====== Properties of Context-Free Languages ======

===== Chomsky Normal Form =====

$def[CNF]
A Context-Free Grammar $math[G] is in **Chomsky Normal Form** if **each** production has one of the following forms:
  * $math[A\rightarrow BC] where $math[A,B,C] are **non-terminals** 
  * $math[A\rightarrow a] where $math[A] is a non-terminal and $math[a] is a **terminal**

and there are no **useless** non-terminals.
$end

We also prove that:

$prop[CNF]
Let $math[L] be a Context-Free Language such that $math[L\neq \emptyset] and $math[\epsilon\not\in L]. Then there exists a grammar $math[G] in **Chomsky Normal Form** such that $math[L(G)=L].
$end

The Chomsky Normal Form is useful because it makes reasoning (proofs) on grammars much easier (fewer situations need to be considered). Also, CNF is useful for many algorithms such as bottom-up parsing, etc.

We shall provide, without proof, a sequence of transformations which can turn any grammar $math[G] into one in CNF.
  * replace each production of the form $math[A\rightarrow B_1 \ldots a\ldots B_n] where $math[B_i] are non-terminals and $math[a] is a terminal, by two productions:
    * $math[A\rightarrow B_1\ldots C\ldots B_n] and $math[C\rightarrow a]
  * replace each production of the form $math[A\rightarrow B_1 \ldots B_n] with $math[n-1] productions:
    * $math[A\rightarrow B_1 C_1], $math[C_1 \rightarrow B_2 C_2], ..., $math[C_{n-1}\rightarrow B_{n-1}B_n]
  * recursively eliminate all productions of the form $math[A\rightarrow \epsilon]; what is the correct algorithm for implementing this elimination?
  * recursively eliminate all productions of the form $math[A\rightarrow B], by replacing $math[A] with $math[B] in all productions.

Remarks:
  * the order in which these transformations are applied may affect the **correctness** of the result. (Can you identify an example?)
  * the same order may affect the size of the CNF grammar, which could be (worst-case) exponential w.r.t. the size of the original grammar.

$exercise[CNF]
Transform the following grammar in CNF:

$math[S\rightarrow ABC]

$math[B\rightarrow \epsilon]

$math[A\rightarrow aC\mid Ab\mid b]

$math[C \rightarrow AB \mid B]
$end 


===== Pumping Lemma for Context-Free Languages =====

In order to state and prove the pumping lemma, we need to investigate the **shape** and **size** of the parse-trees for each word.
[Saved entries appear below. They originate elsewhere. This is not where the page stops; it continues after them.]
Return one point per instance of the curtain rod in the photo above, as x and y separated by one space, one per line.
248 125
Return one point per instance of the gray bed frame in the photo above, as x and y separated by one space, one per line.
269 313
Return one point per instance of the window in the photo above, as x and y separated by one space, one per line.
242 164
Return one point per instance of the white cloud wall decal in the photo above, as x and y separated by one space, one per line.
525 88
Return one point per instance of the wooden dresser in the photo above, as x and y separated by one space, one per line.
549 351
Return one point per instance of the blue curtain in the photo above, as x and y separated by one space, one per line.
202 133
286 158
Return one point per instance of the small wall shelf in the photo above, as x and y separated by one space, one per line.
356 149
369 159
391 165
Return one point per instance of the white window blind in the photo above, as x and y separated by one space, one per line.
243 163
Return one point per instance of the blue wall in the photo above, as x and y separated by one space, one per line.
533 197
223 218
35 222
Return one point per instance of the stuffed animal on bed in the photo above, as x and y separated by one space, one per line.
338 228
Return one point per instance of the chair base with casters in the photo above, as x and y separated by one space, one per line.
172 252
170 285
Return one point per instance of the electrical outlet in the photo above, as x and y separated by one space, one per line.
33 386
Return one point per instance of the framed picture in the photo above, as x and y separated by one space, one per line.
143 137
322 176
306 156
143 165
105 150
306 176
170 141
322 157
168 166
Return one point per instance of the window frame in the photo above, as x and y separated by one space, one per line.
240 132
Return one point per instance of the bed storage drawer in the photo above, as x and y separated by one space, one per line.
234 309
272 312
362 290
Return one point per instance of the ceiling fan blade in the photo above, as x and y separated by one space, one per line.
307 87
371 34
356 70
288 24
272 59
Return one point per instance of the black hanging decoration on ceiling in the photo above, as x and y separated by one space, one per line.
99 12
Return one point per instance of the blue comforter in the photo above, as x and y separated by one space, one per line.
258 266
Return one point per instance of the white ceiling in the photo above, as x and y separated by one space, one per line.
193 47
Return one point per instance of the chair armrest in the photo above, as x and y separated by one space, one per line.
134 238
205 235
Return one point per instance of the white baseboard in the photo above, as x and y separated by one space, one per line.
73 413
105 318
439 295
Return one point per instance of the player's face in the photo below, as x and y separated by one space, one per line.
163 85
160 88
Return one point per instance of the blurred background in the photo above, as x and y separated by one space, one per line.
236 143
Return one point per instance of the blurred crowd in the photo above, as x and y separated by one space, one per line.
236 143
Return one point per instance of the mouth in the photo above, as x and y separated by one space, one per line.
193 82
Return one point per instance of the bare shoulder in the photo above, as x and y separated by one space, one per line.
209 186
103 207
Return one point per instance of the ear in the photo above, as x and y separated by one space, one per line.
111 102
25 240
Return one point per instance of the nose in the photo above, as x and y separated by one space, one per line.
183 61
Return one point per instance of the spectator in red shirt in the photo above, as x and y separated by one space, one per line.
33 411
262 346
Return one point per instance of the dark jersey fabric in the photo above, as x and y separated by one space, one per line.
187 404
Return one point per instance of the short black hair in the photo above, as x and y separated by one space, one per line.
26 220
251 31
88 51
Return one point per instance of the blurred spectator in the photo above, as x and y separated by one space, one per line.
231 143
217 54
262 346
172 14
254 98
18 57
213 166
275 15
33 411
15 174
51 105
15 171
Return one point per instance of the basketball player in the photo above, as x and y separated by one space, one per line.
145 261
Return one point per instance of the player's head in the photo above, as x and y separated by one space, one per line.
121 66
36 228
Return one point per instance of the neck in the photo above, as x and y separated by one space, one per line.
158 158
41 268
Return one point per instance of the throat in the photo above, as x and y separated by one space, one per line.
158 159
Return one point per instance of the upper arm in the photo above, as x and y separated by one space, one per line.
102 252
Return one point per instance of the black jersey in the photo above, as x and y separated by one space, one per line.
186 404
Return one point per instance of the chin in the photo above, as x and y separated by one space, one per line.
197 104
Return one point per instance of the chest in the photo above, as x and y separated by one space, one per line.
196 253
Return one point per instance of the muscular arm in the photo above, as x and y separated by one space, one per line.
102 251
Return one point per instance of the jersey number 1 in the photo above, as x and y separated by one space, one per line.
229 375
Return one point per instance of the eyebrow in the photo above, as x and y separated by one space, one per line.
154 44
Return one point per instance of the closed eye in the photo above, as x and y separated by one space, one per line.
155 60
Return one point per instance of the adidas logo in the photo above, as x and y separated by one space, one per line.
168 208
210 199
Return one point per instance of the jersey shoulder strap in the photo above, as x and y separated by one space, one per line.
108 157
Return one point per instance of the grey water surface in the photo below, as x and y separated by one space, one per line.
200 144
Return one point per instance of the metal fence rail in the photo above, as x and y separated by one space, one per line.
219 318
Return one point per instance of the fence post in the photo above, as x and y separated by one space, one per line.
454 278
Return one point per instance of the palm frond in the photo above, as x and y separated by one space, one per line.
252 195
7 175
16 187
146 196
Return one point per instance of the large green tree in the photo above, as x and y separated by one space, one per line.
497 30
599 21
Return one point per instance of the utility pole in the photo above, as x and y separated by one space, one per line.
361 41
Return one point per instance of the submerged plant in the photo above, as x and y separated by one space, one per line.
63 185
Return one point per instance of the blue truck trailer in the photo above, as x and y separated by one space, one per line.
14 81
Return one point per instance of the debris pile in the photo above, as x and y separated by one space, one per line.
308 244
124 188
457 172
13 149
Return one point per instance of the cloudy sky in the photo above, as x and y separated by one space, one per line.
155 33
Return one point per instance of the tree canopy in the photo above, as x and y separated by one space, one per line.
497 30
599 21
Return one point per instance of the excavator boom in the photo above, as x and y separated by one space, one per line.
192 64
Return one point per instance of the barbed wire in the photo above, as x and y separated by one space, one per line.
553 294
Chomsky's normal form serves as to turn each parse-tree (of a word) from a CF language, into a **binary tree**. (Recall that productions have form $math[A\rightarrow BC], except for leaves).

We exploit this shape in order to prove the pumping lemma, via the following observation:

$prop[Parse tree]
Let $math[G] be a grammar in CNF and $math[w\in L(G)]. If the **height** (maximal length of a path from the root to a leaf) of the parse-tree of $math[w] is $math[n], then $math[\mid w \mid \leq 2^{n-1}]
$end

$proof
The proof is by induction over $math[n]. 

**Basis** $math[n=0].

If the height of the parse-tree is zero, then $math[w] contains a single symbol, hence $math[\mid w\mid \leq 2^0].

**Induction step** 

Suppose $math[n+1] is the height of a parse-tree for some $math[w]. Since $math[n>0] and $math[G] is in CNF, then $math[G] must contain a production $math[S\rightarrow AB], which is used to derive $math[w]. Moreover, $math[w=uv] such that $math[u] is derived from $math[A] and $math[v] is derived from $math[B]. Also, the parse-trees rooted at $math[A] (resp. $math[B]) have height **at most** $math[n-1]. By induction hypothesis, $math[\mid u\mid \leq 2^{n-2}] and $math[\mid v\mid \leq 2^{n-2}]. Thus, $math[\mid uv \mid\leq 2^{n-2} + 2^{n-2} = 2^{n-1}].
$end

==== Pumping Lemma Statement ====

Let $math[L] be a CF language. Then, there exists a **constant** $math[n\in\mathbb{N}] such that, **all** words $math[z] such that $math[\mid z\mid \geq n], have the following structure $math[z=uvwxy] such that:
  * $math[\mid vwx \mid \leq n] - the middle portion is not //too long//
  * $math[vx \neq \epsilon] - at least one of the portions $math[v] or $math[x] //to-be-pumped// is not empty
  * for all $math[i\geq 0], $math[uv^iwx^iy\in L]

$proof
We first deal with special cases:
  * $math[L=\emptyset]. The lemma trivially holds since the universal condition holds over an empty-set
  * $math[\epsilon \in L]. We can always //ignore// $math[\epsilon] by looking at $math[n] larger than 0.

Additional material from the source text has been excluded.